Siva Vaidhyanathan is the Robertson Professor of Media Studies and director of the Center for Media and Citizenship at the University of Virginia.
He is the author of Antisocial Media: How Facebook Disconnects Us and Undermines Democracy (2018), Intellectual Property: A Very Short Introduction (2017), The Googlization of Everything — and Why We Should Worry (2011), Copyrights and Copywrongs: The Rise of Intellectual Property and How it Threatens Creativity ( 2001), and The Anarchist in the Library: How the Clash between Freedom and Control is Hacking the Real World and Crashing the System (2004).
He also co-edited (with Carolyn Thomas) the collection, Rewiring the Nation: The Place of Technology in American Studies (2007). Vaidhyanathan has written for many periodicals, including The New York Times, Bloomberg View, American Scholar, Dissent, The Chronicle of Higher Education, The New York Times Magazine, Slate.com, BookForum, Columbia Journalism Review, Washington Post, The Guardian, Esquire.com, The Virginia Quarterly Review, The New York Times Book Review, and The Nation.
He is a frequent contributor to public radio programs. And he has appeared on news programs on BBC, CNN, NBC, CNBC, MSNBC, ABC, and on The Daily Show with Jon Stewart on Comedy Central. In 2015 he was portrayed on stage at the Public Theater in a play called Privacy. After five years as a professional journalist, he earned a Ph.D. in American Studies from the University of Texas at Austin.

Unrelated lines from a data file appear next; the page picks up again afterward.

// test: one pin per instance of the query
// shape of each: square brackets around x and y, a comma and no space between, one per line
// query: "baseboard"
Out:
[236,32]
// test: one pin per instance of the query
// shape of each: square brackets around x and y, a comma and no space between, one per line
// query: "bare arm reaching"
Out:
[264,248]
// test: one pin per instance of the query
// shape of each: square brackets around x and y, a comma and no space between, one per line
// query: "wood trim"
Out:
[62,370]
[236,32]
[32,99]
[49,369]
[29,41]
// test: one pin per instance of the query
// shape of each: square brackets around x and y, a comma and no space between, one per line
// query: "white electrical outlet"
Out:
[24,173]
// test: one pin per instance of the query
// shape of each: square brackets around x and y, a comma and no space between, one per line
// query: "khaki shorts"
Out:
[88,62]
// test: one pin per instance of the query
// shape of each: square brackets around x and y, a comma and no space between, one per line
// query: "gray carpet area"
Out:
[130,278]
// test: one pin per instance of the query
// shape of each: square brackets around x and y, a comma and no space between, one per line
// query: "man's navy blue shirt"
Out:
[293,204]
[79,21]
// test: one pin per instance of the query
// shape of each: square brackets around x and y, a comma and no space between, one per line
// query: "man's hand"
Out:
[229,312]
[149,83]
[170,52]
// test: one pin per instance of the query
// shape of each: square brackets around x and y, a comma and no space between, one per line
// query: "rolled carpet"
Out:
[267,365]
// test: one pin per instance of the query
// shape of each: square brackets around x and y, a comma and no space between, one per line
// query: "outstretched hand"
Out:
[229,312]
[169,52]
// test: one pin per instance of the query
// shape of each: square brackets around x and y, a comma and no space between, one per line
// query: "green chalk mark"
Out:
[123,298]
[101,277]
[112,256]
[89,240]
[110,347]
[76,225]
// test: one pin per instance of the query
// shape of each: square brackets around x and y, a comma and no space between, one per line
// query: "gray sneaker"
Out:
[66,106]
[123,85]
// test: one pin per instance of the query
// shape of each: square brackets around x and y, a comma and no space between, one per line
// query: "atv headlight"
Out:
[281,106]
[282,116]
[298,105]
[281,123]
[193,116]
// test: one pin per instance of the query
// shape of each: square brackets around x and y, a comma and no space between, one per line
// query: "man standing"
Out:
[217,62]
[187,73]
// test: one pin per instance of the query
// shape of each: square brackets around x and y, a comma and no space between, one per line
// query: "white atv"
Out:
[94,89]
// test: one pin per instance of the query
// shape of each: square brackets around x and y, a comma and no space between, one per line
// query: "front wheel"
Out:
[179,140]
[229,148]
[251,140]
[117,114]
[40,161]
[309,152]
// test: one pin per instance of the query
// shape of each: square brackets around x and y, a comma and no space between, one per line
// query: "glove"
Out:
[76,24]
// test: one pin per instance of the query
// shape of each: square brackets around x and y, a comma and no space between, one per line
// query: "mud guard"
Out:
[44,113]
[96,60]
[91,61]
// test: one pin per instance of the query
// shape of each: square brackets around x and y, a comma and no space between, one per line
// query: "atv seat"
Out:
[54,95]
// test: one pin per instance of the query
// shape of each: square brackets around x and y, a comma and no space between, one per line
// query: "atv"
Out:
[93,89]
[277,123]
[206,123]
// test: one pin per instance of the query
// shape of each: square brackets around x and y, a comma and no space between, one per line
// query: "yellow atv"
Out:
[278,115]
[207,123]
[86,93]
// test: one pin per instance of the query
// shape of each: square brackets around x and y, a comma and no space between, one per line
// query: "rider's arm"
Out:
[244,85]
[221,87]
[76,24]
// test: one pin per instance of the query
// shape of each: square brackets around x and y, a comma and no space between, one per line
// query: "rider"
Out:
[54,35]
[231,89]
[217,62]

Vaidhyanathan has also taught at Wesleyan University, the University of Wisconsin at Madison, Columbia University, New York University, McMaster University, and the University of Amsterdam. He is a fellow at the New York Institute for the Humanities and a Faculty Associate of the Berkman Center for Internet and Society at Harvard University. He was born and raised in Buffalo, New York and resides in Charlottesville, Virginia.